Decolonial Framework

Photo taken at Princess Vlei, Western Cape

Supplied by June Bam-Hutchison (Click on image to learn more)

This digital archive arose out of a process of intense dialogues, collaboration and co-design between the Centre for African Studies and San and Khoi leaders, community members and civic organizations (the A/Xarra Restorative Justice Forum) since 2018. This contestation process was catalysed by the renaming of the colonially named graduation building ‘Jameson Hall’ to ‘Sarah Baartman Hall’ at the historically white University of Cape Town.      

The community demanded the decolonisation of knowledge at the university as one of its conditions for this renaming.

The archive consequently aims to be decolonial in its approach and design, as the represented knowledge and information is contextualised in a manner that acknowledges its indigenous origins, with the aim of making its content (and even rarely viewed archival colonial texts) accessible to the public. One of the demands in the community dialogues was in fact to access all texts produced on the San and Khoi as the communities wanted to critically engage with their colonial representation.

The archive therefore aims to contribute to language revival as well as language preservation, through creating a central repository for San and Khoi languages, literature, history, rituals and art that will enable generations to keep indigenous knowledge alive.

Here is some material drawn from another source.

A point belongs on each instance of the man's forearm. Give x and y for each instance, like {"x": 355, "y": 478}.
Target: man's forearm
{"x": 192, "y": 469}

Central to this archival process are the knowledges of San and Khoi communities passed on to future generations. These knowledges have survived both colonialism and apartheid and it is essential to ensure an ongoing engagement with these indigenous knowledge practices existing outside of Western knowledge systems. Although there are well established San and Khoi archives embedded in western academic research processes (in the disciplines of Anthropology, History, Archaeology etc.) these archives often place the knowledge of the indigenous communities themselves outside of the mainstream knowledge production process. 

The San & Khoi Digital Archive takes a decolonial approach in working with community researchers deeply invested in answering important questions relevant to endangered San and Khoi languages and knowledge of the landscape facing erasure. The aim is to acknowledge the history of San and Khoi in Southern Africa, in particular, in order to use the archive as a tool to assist with asserting indigenous people’s rights.